The numbers show a clear picture, said Family Minister Lisa Paus when presenting the study, the editor of which is supported by her department. “Unfortunately, hate on the internet is omnipresent and continues to increase.”
The respondents also see it this way: 89 percent, the majority, think that hate on the Internet has increased in recent years. According to the survey, people with a visible migration background are particularly often affected (30 percent each), young women (28 and 36 percent respectively), as well as people with homosexual and bisexual orientation. Almost every second young woman – 42 percent – has also received a nude photo without asking.

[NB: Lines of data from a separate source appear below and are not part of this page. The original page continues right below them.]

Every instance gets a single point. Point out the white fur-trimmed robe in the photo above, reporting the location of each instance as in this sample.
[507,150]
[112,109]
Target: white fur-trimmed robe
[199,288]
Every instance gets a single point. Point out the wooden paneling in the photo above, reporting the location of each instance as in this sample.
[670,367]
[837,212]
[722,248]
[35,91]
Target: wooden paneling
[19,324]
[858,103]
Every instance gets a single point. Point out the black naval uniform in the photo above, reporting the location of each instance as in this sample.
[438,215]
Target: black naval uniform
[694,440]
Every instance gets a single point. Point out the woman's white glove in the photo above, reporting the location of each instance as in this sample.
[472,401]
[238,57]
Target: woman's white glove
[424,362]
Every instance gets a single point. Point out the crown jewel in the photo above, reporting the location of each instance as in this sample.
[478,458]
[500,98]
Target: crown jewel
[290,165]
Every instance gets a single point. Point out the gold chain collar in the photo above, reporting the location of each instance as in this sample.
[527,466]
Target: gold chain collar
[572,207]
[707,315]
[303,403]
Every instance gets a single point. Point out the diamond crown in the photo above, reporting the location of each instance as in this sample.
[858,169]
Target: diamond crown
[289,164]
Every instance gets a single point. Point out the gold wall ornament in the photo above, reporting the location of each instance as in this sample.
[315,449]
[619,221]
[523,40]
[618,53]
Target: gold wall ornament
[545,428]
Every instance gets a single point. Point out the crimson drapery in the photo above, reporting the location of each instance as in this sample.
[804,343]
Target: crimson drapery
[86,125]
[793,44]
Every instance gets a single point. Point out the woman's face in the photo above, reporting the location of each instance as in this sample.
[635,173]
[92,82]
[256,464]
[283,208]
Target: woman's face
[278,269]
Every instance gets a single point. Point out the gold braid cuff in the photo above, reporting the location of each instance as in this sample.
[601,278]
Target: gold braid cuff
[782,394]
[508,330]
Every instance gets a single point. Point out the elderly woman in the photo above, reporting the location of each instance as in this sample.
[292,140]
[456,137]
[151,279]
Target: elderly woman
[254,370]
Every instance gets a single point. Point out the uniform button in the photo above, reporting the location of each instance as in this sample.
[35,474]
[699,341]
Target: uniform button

According to the study, this also influences freedom of expression online. At 57 percent, more than half of those surveyed are less likely to express their own political opinions online due to fear. 55 percent take part in discussions less often, and almost as many deliberately word their contributions more cautiously. 82 percent of those surveyed also fear that online hate will endanger online diversity. More than three quarters are concerned that online hate will also increase violence in everyday life.
Paus: Debate culture on the internet is suffering
In view of the study results, Paus described online hatred as a “threat to democracy as a whole.” If fewer people express their opinions online, it undermines the culture of debate and damages democracy. Digital hatred could also turn into analog violence. The minister emphasized: “We must do more to counter hate online at an early stage.” She therefore announced that she would review the laws and adjust them if necessary.
In the fight against right-wing extremism, Berlin member of the Bundestag Renate Künast believes it is important to take decisive action against hatred on the Internet. “The future will be decided on the Internet, and we have to take social and political action,” said Künast on RBB Inforadio. The Internet is now dominant. “You can quickly create emotions and moods with wrong or right facts and hate campaigns based on them,” said the Green politician. Right-wing extremists or states that wanted to destroy democracy or create a mood also took advantage of this. “All of this leads people to beliefs that are not fact-based,” said Künast.
Interior Minister Nancy Faeser spoke out in favor of an “intensive dialogue between the state, civil society and the platforms”. The EU Digital Services Act (DSA) offers new instruments that must now be consistently enforced. “We focus on prevention, on the consistent deletion of hate speech and on the criminal prosecution of the perpetrators.”
The study was published by the Competence Network against Hate on the Internet, in which five organizations such as HateAid and the New German Media Makers have joined forces. The Pollytix agency was responsible for the survey.